Since the Supreme Court should not have granted dismissal of the causes of action seeking damages pursuant to 42 USC § 1983 for alleged constitutional violations insofar as asserted against the individual defendants, the court also should not have, in effect, granted dismissal of the cause of action pursuant to 42 USC § 1988 for an award of attorneys' fees insofar as asserted against the individual defendants (see Elie v City of New York, 183 A.D.3d 867, 868-869; cf. Vargas v City of New York, 105 A.D.3d at 837).

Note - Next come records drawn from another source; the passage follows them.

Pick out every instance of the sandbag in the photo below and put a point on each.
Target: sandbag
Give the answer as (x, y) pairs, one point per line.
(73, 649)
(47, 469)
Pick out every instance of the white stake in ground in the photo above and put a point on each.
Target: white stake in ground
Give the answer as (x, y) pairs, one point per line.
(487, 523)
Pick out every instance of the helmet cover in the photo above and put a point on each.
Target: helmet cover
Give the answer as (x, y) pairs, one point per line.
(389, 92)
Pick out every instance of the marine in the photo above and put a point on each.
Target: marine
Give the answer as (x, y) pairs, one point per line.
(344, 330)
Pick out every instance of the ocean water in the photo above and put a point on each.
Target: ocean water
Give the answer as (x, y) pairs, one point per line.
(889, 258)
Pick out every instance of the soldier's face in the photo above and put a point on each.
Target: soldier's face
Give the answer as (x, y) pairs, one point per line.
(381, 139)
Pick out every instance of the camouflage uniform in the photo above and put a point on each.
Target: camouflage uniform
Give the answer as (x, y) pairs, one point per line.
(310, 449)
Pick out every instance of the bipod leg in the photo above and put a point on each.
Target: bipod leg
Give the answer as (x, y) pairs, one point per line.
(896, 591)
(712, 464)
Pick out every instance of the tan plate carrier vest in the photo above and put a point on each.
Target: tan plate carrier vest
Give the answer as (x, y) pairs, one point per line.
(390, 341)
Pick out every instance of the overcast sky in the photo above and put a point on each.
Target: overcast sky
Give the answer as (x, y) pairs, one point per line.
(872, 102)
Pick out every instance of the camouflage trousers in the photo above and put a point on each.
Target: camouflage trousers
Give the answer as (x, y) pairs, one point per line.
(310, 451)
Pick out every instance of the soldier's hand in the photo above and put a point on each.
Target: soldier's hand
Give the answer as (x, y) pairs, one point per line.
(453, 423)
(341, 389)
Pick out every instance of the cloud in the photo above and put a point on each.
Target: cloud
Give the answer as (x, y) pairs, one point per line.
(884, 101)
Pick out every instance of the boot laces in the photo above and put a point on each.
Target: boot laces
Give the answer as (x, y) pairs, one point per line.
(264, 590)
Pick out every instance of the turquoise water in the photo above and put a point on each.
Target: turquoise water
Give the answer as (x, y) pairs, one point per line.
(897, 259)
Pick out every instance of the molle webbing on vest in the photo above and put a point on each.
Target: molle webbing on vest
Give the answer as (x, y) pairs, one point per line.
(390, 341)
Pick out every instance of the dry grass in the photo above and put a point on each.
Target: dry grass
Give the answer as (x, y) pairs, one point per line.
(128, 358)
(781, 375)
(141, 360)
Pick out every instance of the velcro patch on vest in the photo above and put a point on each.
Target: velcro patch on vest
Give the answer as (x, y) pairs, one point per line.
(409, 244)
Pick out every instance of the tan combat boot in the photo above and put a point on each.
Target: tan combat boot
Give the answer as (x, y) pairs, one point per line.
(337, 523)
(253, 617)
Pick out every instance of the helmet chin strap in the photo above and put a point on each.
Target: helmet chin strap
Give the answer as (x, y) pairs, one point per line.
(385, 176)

Finally, the plaintiff did not cross-move for leave to amend the complaint and instead requested leave in his papers submitted in opposition to the defendants' motion to dismiss. Despite the plaintiff's failure to comply with CPLR 2215 in making this request for affirmative relief, the Supreme Court exercised its discretion to entertain his application on the merits (see U.S. Bank N.A. v Coleman, 189 A.D.3d 917, 918, citing Fried v Jacob Holding, Inc., 110 A.D.3d 56, 65). Although the court should not have concluded that any amendment whatsoever would have been time-barred (see e.g. Pendleton v City of New York, 44 A.D.3d 733, 736-737), the court nonetheless correctly denied the application. The plaintiff failed to provide any information regarding the nature of his proposed amendments, let alone submit a "proposed amended [complaint] 'clearly showing the changes or additions to be made to the pleading'" (Mendoza v Enchante Accessories, Inc., 185 A.D.3d 675, 679, quoting CPLR 3025[b]).
BARROS, J.P., MILLER, FORD and VENTURA, JJ., concur.